Hi all,
I realize this already is merged, and it had some previous review comments that led to the decisions in this patch, but I'd still like to ask here, where I think I'm reaching the relevant parties:
On Wed, Jul 10, 2019 at 1:43 AM Jian-Hong Pan jian-hong@endlessm.com wrote: ...
This patch allocates a new, data-sized skb first in RX ISR. After copying the data in, we pass it to the upper layers. However, if skb allocation fails, we effectively drop the frame. In both cases, the original, full size ring skb is reused.
In addition, by fixing the kernel crash, the RX routine should now generally behave better under low memory conditions.
Buglink: https://bugzilla.kernel.org/show_bug.cgi?id=204053 Signed-off-by: Jian-Hong Pan jian-hong@endlessm.com Cc: stable@vger.kernel.org
v2:
- Allocate new data-sized skb and put data into it, then pass it to mac80211. Reuse the original skb in RX ring by DMA sync.
Is it really wise to force an extra memcpy() for *every* delivery?
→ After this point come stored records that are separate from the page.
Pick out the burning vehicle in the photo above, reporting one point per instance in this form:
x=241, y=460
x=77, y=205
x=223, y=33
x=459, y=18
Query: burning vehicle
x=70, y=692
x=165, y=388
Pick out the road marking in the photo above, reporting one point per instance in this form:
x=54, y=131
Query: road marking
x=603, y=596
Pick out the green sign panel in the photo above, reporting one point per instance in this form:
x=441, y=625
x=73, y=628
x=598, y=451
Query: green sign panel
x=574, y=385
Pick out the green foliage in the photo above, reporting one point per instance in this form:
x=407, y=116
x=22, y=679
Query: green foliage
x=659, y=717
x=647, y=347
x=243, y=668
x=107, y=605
Isn't there some other strategy that could be used to properly handle low-memory scenarios while still passing the original buffer up to higher layers most of the time? Or is it really so bad to keep re-allocating RTK_PCI_RX_BUF_SIZE (>8KB) of contiguous memory, to re-fill the RX ring? And if that is so bad, can we reduce the requirement for contiguous memory instead? (e.g., keep with smaller buffers, and perform aggregation / scatter-gather only for frames that are really larger?)
Anyway, that's mostly a long-term thought, as this patch is good for fixing the important memory errors, even if it's not necessarily the ideal solution.